Fifteen minutes later Brantingham picked up his pace. Knox saw why. A scrap of fabric, hanging from a bush. They reached the marker and saw what turned out to be a backpack and a pile of clothes. The items Brantingham had theorized about.
“Well, sir,” Brantingham said. “I’d never have expected this. She stripped the man down to his shorts. You see?”
“Not really.”
“The shirt. A pair of trousers beneath the pack. I’ll wager another set of clothing’s inside. Shall we take a look?”
“Sure.” Knox forced the word out. He could barely speak, was struggling to understand what any of it meant. Grace wouldn’t abandon warmth, or the storage offered by the pack.
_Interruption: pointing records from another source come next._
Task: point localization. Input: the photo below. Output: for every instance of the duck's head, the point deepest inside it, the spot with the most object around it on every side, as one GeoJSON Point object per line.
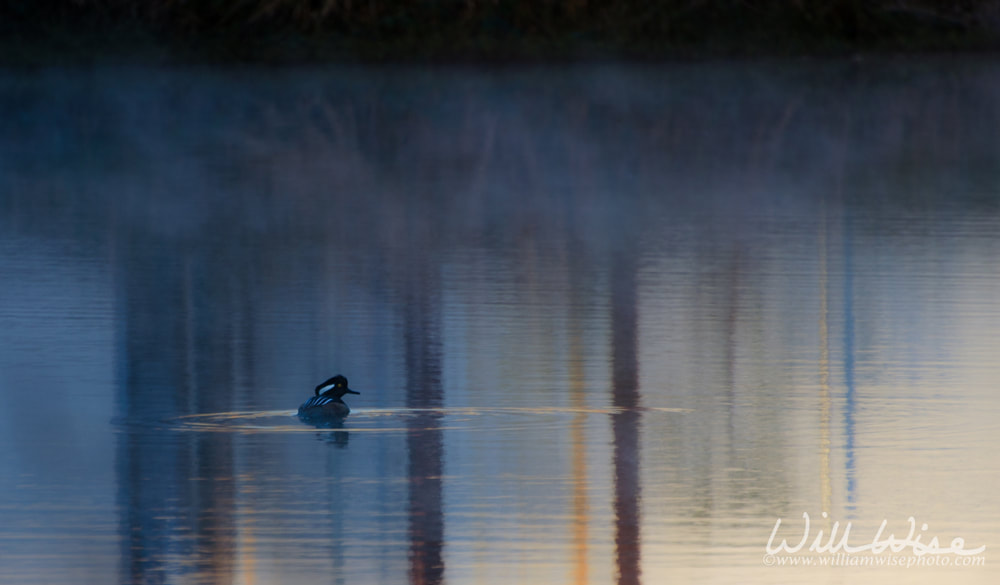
{"type": "Point", "coordinates": [336, 386]}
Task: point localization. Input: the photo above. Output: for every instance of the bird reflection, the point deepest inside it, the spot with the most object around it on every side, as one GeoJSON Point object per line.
{"type": "Point", "coordinates": [334, 436]}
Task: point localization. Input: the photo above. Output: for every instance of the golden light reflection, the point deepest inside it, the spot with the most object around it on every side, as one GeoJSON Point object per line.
{"type": "Point", "coordinates": [581, 507]}
{"type": "Point", "coordinates": [826, 484]}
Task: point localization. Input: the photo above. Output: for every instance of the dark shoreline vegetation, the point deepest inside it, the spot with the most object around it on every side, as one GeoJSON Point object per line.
{"type": "Point", "coordinates": [304, 31]}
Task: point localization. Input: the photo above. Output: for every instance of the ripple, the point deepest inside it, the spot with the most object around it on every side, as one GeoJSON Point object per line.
{"type": "Point", "coordinates": [399, 420]}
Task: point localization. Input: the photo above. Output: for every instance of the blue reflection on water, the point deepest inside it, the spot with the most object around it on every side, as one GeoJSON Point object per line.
{"type": "Point", "coordinates": [582, 314]}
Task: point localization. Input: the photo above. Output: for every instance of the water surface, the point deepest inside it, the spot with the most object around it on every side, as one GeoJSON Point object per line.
{"type": "Point", "coordinates": [608, 323]}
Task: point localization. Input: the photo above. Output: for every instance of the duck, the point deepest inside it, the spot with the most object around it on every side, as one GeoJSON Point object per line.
{"type": "Point", "coordinates": [327, 403]}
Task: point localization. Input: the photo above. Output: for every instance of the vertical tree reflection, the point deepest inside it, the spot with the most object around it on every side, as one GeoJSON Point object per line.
{"type": "Point", "coordinates": [425, 444]}
{"type": "Point", "coordinates": [626, 420]}
{"type": "Point", "coordinates": [176, 497]}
His gut wrenched as reality sank in. “What’s it mean? Why leave it?”
“That is the question.” Brantingham had taken photographs at the campfire. Now he studied the back of his camera. Took several shots of the clothing and backpack before approaching the bag.
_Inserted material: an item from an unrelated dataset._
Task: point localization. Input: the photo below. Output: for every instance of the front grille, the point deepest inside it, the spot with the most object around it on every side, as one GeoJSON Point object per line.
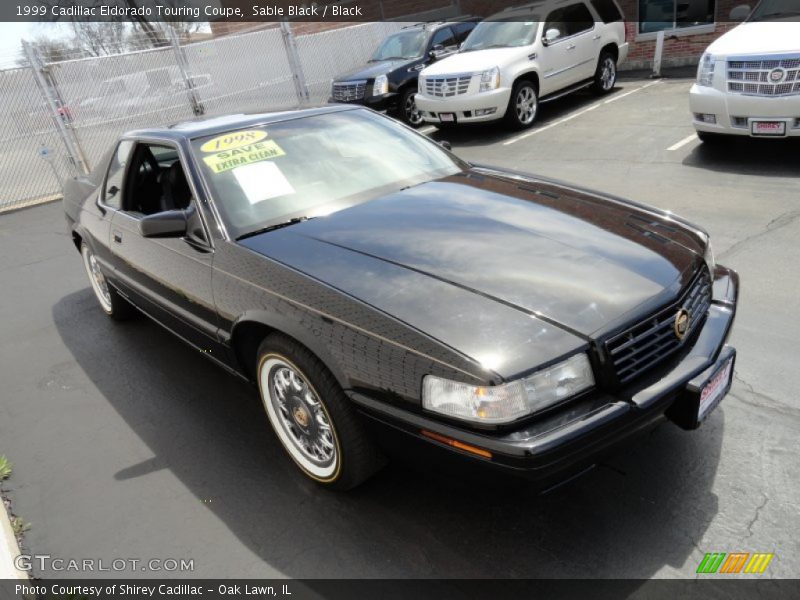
{"type": "Point", "coordinates": [765, 77]}
{"type": "Point", "coordinates": [650, 341]}
{"type": "Point", "coordinates": [445, 87]}
{"type": "Point", "coordinates": [348, 91]}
Knox stayed with him as Brantingham carefully emptied the backpack, revealing a second set of filthy clothes and little else. “Well, there you have it.”
“Have what, exactly?” Knox asked.
“Smart, as we’ve said. Bush smart. She understood the ellies could smell her. Brilliant! They’d kept her at a distance, you see. A distance she wanted to close.”
They walked another thirty minutes. Knox felt the desolation of the landscape, the exposure and isolation. The plane was miles behind them now. Brantingham was in his element. Knox barely existed to him.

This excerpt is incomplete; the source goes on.